Memory is a little low (512MB), but email, web browsing and document creation don’t seem to suffer at all. It only has one memory slot, so upgrading will involve throwing some memory away – not a major concern when it only costs about £20 a gig!

The keyboard has reasonably sized keys and is usable for touch-typing. The Function button (annoyingly where the control key should be) gives access to a shared numeric keypad and hardware control keys for paging, screen brightness, volume and wireless. The mouse pad works well and provides scroll-wheel functionality when its right side is stroked.

The machine is pre-installed with Open Office, Evolution for email/calender, the GIMP, some educational software, Wine (for Windows compatibility) and lots more. Being Linux, this only takes up about 2GB of the 80GB drive, so you’ll have plenty of space left for other applications and data.

Elonex WebBook front open

The Screen is bright and clear and just about manages full screen video playback (depending on codec) once you configure the player to use X11 video rather than XV. This seems a bit of an oversight as, out of the box, most video playback will show as a black screen! Flash installed seamlessly and played back youtube videos with ease

Overall, this is a really useful ultra-portable at a great price. Highly recommended!

Monday, 25 August 2008

On Holiday - Kinda!

Normally the rooms of our home echo with shrieking, strange music and argument. Now there is but silence. My Beloved and I have the whole house to ourselves for a week and it is utter bliss.

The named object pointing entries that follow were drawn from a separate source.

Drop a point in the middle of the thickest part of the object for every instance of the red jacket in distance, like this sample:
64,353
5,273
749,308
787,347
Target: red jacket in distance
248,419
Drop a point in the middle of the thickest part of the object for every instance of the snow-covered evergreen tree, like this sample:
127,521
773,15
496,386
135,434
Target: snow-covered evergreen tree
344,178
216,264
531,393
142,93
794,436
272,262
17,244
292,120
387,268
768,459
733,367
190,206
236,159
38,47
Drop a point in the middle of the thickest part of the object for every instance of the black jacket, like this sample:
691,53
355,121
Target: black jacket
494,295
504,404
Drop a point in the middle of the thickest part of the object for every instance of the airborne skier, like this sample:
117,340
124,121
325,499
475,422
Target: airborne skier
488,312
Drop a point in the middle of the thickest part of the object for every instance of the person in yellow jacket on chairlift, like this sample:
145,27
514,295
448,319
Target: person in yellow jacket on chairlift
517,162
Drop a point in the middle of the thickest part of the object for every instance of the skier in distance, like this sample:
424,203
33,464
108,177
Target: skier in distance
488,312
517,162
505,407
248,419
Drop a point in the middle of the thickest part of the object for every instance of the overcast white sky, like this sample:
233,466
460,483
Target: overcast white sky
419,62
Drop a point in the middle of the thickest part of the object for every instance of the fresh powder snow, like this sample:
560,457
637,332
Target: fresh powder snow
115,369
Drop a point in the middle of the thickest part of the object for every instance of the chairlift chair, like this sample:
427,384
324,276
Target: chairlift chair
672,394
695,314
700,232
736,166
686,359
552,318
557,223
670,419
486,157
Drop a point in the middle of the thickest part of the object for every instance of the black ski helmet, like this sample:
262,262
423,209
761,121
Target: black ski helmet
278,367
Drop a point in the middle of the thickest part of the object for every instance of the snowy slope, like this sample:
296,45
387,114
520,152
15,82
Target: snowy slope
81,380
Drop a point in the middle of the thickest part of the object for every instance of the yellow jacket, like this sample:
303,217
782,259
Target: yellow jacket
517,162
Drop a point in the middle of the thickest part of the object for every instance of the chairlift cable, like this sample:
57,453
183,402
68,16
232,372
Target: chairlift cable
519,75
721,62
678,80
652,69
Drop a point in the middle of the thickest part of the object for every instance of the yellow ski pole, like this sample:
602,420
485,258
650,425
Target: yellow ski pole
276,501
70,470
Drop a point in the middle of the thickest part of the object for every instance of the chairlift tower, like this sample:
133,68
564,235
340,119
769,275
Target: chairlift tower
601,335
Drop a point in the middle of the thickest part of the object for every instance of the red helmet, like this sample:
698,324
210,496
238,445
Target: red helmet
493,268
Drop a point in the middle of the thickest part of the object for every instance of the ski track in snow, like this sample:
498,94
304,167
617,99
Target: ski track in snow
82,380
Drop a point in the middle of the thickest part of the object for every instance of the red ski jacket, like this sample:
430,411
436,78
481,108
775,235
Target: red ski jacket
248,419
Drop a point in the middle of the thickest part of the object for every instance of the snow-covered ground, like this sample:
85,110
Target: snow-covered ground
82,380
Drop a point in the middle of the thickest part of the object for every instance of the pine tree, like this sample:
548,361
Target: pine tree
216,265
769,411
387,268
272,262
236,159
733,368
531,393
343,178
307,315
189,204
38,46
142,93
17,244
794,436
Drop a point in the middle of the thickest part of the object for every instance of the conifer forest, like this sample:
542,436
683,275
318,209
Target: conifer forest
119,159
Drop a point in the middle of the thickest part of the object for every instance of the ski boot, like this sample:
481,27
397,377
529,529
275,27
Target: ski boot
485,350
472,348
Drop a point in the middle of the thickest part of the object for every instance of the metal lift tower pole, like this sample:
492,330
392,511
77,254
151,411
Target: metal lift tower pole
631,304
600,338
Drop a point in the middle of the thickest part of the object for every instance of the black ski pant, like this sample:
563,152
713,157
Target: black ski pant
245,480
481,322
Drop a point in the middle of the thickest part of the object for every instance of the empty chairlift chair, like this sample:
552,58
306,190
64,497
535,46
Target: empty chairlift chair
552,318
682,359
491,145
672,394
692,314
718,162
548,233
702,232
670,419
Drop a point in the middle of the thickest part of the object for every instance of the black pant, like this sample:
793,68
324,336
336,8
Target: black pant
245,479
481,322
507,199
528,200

I don’t have the whole week off (I have to go in for Tuesday and Friday), but it’s enough to make me feel much more relaxed.

So far, I’ve managed to get the bulk of our wedding invitations sorted and tidied up a bit. Hopefully we can get a some painting and music done later in the week.

I have decided to learn to sight-read Piano music. We constantly seem to be missing an accompanist for many of our endeavours, and I figure it can’t be much harder than learning to touch-type!